The Biden administration has imposed sanctions on several of Bukele’s cabinet members. In December 2021, the US Treasury Department sanctioned the head of the penitentiary system and deputy minister of Justice and Public Security Osiris Luna Meza and the president of the Social Fabric Reconstruction Unit Carlos Amilcar Marroquin Chica, accusing both of having participated in secret negotiations with the leaders of MS-13 and 18th Street.
In December, the Treasury Department sanctioned Salvadoran Minister of Labor Rolando Castro for alleged embezzlement of public funds for his personal benefit.

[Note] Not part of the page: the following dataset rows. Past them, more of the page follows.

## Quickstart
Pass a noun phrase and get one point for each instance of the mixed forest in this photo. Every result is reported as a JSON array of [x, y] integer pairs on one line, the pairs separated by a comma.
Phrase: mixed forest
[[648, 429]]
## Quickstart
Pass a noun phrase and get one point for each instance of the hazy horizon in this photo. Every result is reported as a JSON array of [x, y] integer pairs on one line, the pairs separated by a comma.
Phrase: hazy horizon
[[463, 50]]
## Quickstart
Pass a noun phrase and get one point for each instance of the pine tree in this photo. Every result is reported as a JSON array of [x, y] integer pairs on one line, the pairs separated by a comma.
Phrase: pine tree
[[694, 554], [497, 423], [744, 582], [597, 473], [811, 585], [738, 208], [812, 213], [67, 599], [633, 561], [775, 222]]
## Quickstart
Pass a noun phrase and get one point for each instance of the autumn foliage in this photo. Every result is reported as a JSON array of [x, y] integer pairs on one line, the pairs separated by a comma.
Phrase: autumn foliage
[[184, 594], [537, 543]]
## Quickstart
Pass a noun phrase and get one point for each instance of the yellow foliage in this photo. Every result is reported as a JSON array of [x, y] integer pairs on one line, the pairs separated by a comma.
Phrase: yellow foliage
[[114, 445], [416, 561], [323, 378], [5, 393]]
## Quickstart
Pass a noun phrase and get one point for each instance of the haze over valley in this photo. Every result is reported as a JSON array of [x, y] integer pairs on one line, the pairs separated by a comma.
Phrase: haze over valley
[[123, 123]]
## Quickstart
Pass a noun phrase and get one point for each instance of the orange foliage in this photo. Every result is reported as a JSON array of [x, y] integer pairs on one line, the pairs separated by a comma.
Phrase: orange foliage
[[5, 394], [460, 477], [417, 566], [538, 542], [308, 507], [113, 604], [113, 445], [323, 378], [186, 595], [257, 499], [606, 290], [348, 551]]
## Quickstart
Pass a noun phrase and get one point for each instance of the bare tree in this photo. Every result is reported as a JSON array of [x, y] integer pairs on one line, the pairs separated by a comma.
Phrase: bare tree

He also sanctioned Bukele’s legal secretary, Conan Castro, for allegedly obstructing investigations into the embezzlement of public funds intended to fight the Chinese coronavirus pandemic.
The United States Department of State accused the Supreme Court of Justice of El Salvador for undermining democracy in September 2021 after the highest Salvadorian court – whose main judges were replaced by the overwhelming pro-Bukele majority in Congress in 2021 — published a controversial new interpretation of Article 152 of El Salvador’s constitution that paved the way for Bukele’s possible re-election, as the country’s constitution explicitly bars a president from seeking immediate re-election.
Bukele referred to tensions between his government and the United States in September during his speech at the 77th United Nations General Assembly, using a “rich neighbour” and “poor neighbour” analogy to describe U.S. concerns about human rights in El Salvador in the context of policies state of emergency in Bukele.
“The poor neighbor should not oppose his rich neighbor, he should not envy him, he should not aspire to have what the rich neighbor has, he should not pretend that he will give orders to his palace or demand that he change the marble in his hall,” Bukele said during his speech. “But the poor neighbor should at least have the right to clean his house, patch and paint his walls, change his furniture, plant flowers in his garden and change his roof for one that does not leak and that protect it from the rain.”
The Salvadoran president’s crackdown on gang violence has been a major contributor to his high approval rating, which plane around 92% in early March, giving Bukele the highest approval rating of any Latin American head of state.
Although the Salvadorian constitution explicitly prohibits a president from seeking immediate re-election – going so far as to disenfranchise a Salvadoran citizen if he “favors or supports the re-election or continuance of the President of the Republic” – a survey conducted in March showed that nearly 70% of Salvadorans expressed support for Bukele’s possible re-election in the upcoming 2024 elections.
The mayor of the Colombian city of Medellín, Daniel Quintero Calle Express in March its intention to build a detention center in the same vein as the one in El Salvador recently made its debut 40,000-bed “mega prison”, known as the Containment Center for Terrorism (CECOT). The move directly challenged the administration of far-left Colombian President Gustavo Petro, who was very critical of the new prison and insisted that his government would not build new detention centers despite Colombian correctional facilities facing widespread overcrowding problems.